Como a gente se divertia. Eram três violões na nossa república, e uma pilha daquelas revistinhas com cifras, e neguinho tentando tocar o tempo todo. Eu e Negão éramos os esportistas, eu no Mountain Bike e ele no ciclismo e atletismo. Nica era o mais musical, violão o dia todo, ensaio com banda, e tinha uma turma de RPG. Paxtel já falei aqui, mais doido impossível. O Varela era o meio termo, pé no chão, organizava as coisas, tomava frente de tudo. Ah, e nos intervalos a gente estudava. Eu acho.
Vamos às histórias. Tem tantas que nem sei por onde começar.
- Pingue pongue canino. No fim do primeiro ano da república, a mãe do Varela, de Brasília, foi nos visitar pela primeira vez. Ela chegou bem arrumada, perfumada e trazendo um daqueles mini cachorros no colo, não sei a raça, mas era do tamanho de um gato, ou melhor, de um rato bem nutrido. Ela achou tudo uma zona, sentiu falta de um monte de coisa, achou os quartos bagunçados e os colegas de república meio esquisitos. Tudo com o danado do cachorrinho no colo. Eu e Nica só vendo a cena, no quarto do Varela, e ela nos entrega o bichinho e pede gentilmente: "toma conta do meu neném pra mim que vou no banheiro". Olhei pro Nica, ele olhou pra mim com aquele projeto de cachorro nas mãos e não tivemos dúvida: vamos jogar pingue pongue com ele. Eu na cabeçeira, ele no fim da cama, e lá vai totó prum lado, totó pro outro, o bichinho tava tão assustado que nem latiu. Se é que aquilo late. Foi muito engraçado os pelinhos voando e o olho do cachorro cada vez maior. Ela voltou e eu catei o bicho na mão, acarinhando ele e falei:
"muito tranquilo esse bichinho, heim", enquanto eu sentia o coração do bicho quase pulando pra fora e os olhinhos arregalados pedindo pra mamãe "me tira daquiiiii"...
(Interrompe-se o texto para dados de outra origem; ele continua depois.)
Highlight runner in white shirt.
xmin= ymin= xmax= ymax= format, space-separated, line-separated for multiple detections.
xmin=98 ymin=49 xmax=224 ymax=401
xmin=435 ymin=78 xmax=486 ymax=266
- Invasão de aniversário. Tínhamos a estranha mania de invadir o quarto da pessoa na véspera do aniversário, assim que o relógio passava de meia noite. Numa dessas, aniversário do Paxtel chegando e tava todo mundo lá em casa (todo mundo inclui as outras três repúblicas do andar e alguns visitantes). Como moço comportado que era foi dormir lá pelas dez da noite, e quando deu meia noite juntamos todos (umas quinze pessoas) na porta e "Aeeee Paxteeeel!!! Parabéeeeens!!", entramos com tudo no quarto do indivíduo. Nunca vi um susto tão engraçado, o cara pulou da cama e se juntou na cabeceira, batendo a cabeça na parede e catando o cobertor. Ah, ele dormia só de cueca e já tinha umas cinco meninas lá dentro. Passado o susto pegamos o Boiola, amigo nosso que faz aniversário no mesmo dia, tiramos a roupa dele, jogamos em cima do Paxtel e tiramos a foto abaixo, devidamente divulgada na Universidade na semana seguinte.
- Guerra de pão. Lembro também (vagamente) de um dos primeiros porres que eu tomei em Viçosa. Saí com um amigo de Vitória, cujo nome é alguma coisa parecida com Sidney, acho que era Stanley. Chegamos na república totalmente lesados e resolvemos que tinhamos que comer alguma coisa. Achei um peito de frango na geladeira e colocamos no micro-ondas. Enquanto isso encontramos um pacote de pão velho e começamos uma gerra de pão que acordou metade do prédio. Quem apareceu na sala pra ver do que se tratava levou uma "pãozada" na orelha (e deve ter doído, porque o pão tava duro que nem pedra). Pronto, teve início a guerra de pão. Neguinho se escondendo atrás da porta da geladeira aberta, atrás da mesa, veio gente da outra república com mais pão e virou um "pãodemônio". Imgainem como ficou o chão depois disso.
Quanto ao frango, o micro-ondas apitou e o Stanley simplesmente pegou com a mão e colocou em cima da mesa. Eu perguntei "não tá quente não?" e o cara "não sei, não tô sentindo nada". No outro dia, a mão vermelha que ele ficou confirmou minha suspeita.
Caramba, tem muito mais coisa engraçada. Muita coisa só quem viveu acha engraçado, mas está sendo bom desenterrar essas histórias!